Ngaio Davis, a licensed funeral director and embalmer for the last 17 years, considers herself more of a deathcare worker and support giver. As the founder of KORU, a micro-funeral business, she offers funeral-related or death-care services in the Vancouver area of British Columbia, Canada.
Mom’s favourite plant
The ache that permeates my body is not that of being an adult orphan. I still have the blessing of holding a warm hand and sharing a smile with each of my folks.
My biological parents, both in their 80s, are here on earth and we live in the same city. I see Mom, with Dad, every Wednesday and I also see Dad every weekend. I also talk to him—many times a day—depending on what’s up.
The insidious impact of the long goodbye
The pain I can name is the ongoing, long-term experience of saying goodbye to who I knew my parents to be. Each of my parents lives with Alzheimer’s disease; Dad’s at home with 24/7 caregivers and Mom’s been in a nursing home for almost eight years. Though I know their essence still exists and I believe they feel my love, they don’t know me, or themselves for that matter. Collectively, I’ve been mourning the loss of my parents for over 10 years.
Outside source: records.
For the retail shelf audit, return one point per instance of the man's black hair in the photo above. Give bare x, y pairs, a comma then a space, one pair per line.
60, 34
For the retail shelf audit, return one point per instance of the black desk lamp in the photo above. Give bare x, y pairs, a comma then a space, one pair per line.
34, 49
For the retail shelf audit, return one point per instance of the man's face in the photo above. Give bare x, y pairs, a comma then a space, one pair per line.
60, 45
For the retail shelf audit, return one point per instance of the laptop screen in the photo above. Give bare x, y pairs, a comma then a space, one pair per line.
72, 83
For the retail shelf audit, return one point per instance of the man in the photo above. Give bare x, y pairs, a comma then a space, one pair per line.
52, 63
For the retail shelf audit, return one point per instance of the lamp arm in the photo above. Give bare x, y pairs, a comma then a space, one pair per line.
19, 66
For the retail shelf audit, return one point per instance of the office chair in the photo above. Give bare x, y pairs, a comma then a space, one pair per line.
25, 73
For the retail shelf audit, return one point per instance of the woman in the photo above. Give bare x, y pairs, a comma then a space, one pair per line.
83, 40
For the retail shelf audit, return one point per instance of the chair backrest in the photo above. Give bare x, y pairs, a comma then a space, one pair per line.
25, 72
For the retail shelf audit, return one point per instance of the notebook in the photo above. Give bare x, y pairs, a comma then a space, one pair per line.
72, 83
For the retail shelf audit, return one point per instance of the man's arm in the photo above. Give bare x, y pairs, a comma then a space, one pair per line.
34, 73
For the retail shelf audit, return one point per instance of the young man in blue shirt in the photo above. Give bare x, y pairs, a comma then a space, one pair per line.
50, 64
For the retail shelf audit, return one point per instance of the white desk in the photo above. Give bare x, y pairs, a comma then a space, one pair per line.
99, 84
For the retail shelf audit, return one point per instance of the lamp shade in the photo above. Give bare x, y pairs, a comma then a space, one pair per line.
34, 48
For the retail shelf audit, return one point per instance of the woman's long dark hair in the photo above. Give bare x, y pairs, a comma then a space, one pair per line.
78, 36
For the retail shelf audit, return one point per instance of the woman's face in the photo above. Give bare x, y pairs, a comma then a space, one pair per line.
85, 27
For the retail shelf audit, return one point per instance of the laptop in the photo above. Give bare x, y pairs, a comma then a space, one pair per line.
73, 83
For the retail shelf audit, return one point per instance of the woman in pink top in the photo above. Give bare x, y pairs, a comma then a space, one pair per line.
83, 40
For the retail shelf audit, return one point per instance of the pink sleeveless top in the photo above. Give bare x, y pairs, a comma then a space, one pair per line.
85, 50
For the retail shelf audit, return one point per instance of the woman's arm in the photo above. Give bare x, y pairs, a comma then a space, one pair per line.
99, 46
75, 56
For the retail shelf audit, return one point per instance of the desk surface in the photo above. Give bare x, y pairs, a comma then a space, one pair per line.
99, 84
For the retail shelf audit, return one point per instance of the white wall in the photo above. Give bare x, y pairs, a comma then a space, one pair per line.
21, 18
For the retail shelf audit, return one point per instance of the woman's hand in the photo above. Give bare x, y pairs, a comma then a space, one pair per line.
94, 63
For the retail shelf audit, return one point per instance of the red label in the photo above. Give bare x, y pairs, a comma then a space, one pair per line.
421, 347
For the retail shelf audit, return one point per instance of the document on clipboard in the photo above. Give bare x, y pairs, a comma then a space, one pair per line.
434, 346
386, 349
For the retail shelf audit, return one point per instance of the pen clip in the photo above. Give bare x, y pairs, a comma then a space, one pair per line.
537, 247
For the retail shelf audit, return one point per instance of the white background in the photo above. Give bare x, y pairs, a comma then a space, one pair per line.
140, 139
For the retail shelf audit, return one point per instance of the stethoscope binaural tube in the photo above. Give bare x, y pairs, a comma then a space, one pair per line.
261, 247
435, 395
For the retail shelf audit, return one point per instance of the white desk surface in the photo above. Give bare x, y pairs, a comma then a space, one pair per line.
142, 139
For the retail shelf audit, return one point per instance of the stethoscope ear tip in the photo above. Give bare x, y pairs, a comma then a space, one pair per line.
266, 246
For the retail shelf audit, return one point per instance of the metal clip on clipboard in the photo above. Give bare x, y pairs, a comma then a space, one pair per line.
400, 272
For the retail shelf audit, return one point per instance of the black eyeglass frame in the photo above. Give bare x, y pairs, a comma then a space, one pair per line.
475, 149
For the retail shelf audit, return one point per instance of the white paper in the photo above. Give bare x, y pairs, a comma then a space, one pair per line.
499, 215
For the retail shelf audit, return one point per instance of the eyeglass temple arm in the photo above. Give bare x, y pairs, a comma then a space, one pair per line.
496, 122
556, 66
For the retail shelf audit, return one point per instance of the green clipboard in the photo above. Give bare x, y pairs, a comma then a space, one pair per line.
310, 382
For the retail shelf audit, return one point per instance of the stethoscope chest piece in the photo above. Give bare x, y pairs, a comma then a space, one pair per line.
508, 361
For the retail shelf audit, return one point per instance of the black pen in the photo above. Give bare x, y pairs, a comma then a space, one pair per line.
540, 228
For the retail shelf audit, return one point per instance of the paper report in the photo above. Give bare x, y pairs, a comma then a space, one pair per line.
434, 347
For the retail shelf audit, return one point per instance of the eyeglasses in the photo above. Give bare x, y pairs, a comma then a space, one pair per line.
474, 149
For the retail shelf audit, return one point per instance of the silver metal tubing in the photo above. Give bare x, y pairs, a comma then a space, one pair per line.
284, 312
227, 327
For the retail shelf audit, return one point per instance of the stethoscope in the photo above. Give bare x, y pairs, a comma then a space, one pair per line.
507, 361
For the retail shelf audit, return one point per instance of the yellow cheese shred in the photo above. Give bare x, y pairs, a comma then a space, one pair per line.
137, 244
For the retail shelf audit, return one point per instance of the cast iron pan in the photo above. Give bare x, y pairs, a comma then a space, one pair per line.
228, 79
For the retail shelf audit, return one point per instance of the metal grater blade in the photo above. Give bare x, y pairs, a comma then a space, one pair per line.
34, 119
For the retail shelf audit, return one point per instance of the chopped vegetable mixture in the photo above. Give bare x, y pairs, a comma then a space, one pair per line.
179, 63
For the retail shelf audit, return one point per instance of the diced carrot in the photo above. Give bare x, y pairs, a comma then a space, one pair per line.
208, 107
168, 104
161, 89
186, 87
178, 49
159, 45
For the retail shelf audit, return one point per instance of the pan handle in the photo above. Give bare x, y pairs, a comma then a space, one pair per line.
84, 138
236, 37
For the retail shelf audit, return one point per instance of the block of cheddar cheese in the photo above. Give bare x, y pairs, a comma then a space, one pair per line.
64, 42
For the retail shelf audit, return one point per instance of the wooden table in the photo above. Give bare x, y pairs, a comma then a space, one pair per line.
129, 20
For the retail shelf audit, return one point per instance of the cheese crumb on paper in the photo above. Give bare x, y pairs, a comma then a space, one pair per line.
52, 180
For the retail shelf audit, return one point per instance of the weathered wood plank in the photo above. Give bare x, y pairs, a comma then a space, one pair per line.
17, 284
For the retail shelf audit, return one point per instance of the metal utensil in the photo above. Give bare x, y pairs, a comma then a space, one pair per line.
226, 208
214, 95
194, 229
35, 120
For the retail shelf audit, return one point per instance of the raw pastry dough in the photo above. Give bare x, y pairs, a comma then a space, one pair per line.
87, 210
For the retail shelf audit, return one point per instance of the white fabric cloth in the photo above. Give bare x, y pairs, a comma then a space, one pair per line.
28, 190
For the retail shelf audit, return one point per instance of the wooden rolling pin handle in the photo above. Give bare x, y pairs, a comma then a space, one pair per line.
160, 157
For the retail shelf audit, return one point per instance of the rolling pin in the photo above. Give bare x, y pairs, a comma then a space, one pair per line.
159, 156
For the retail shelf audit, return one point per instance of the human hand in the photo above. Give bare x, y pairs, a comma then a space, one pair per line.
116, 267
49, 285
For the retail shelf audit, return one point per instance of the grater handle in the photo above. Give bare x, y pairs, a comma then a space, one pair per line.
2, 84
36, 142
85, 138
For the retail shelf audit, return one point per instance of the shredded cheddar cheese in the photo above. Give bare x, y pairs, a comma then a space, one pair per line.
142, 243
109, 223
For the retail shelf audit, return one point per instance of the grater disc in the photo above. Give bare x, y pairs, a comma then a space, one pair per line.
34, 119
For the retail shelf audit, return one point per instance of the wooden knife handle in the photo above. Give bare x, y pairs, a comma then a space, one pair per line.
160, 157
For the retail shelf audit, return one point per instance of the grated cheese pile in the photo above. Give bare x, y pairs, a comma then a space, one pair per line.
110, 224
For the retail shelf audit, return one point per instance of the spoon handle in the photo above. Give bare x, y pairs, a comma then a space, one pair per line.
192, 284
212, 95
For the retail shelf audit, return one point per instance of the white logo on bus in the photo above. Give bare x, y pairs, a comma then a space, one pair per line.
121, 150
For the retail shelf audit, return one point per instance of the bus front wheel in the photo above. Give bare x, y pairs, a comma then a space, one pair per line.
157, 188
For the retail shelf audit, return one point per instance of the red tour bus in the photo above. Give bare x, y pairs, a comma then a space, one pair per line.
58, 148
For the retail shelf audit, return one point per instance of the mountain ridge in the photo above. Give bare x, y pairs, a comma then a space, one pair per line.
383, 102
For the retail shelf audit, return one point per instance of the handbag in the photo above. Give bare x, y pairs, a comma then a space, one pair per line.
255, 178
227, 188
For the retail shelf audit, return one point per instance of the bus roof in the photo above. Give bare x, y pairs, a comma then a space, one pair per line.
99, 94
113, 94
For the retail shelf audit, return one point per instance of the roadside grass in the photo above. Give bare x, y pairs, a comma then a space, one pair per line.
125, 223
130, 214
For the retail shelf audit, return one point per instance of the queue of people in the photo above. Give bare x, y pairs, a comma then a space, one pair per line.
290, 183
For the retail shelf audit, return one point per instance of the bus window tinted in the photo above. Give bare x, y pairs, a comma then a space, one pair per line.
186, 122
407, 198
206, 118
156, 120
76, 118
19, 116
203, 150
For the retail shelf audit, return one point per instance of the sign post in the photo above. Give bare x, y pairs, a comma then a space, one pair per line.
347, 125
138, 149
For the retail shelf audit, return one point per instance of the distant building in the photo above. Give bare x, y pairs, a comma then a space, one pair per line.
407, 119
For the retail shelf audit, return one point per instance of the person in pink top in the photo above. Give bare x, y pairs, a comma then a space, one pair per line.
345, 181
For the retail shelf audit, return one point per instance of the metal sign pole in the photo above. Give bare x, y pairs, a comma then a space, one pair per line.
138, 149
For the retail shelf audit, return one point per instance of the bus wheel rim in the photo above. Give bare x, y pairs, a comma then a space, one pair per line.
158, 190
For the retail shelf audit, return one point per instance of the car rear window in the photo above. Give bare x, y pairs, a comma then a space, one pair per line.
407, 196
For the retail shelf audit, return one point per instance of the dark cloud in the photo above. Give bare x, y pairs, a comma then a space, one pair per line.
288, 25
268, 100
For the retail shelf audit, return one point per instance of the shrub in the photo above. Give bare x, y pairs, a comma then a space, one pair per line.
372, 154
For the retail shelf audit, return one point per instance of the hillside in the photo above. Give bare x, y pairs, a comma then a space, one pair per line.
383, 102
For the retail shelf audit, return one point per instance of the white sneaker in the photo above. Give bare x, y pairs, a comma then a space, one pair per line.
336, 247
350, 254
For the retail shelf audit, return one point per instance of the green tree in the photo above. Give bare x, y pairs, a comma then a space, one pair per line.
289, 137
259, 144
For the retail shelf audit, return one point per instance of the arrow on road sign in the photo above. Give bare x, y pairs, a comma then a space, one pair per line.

My grief, and perhaps your grief if you can relate, is complicated (and exhausting) because my aching heart also absorbs the insidious societal messaging that says I should appreciate the fact that my parents are still alive. On top of that, I’m so busy caregiving, or daughtering as I like to call it, that I rarely pause to connect to my deep sorrow. This constant low-grade sorrow feels like it’s killing me.
Is being alive always better than being dead?
But you see, I want to join The Dead Mom’s Club and the Tribe of Fatherless Daughters. I want my parents to die a natural death and rest in peace. When they die, my daughtering responsibilities will end and I can fully embrace my mourning.
So in this season of Mother’s Day and Father’s Day, I honour the parenting we’ve all experienced and given to so many. And, I honour those who are no longer walking at our side, whether or not they are alive or dead.
With all my love,
What about you?
How are you tending to your grieving heart?
How do you mourn someone who’s still alive?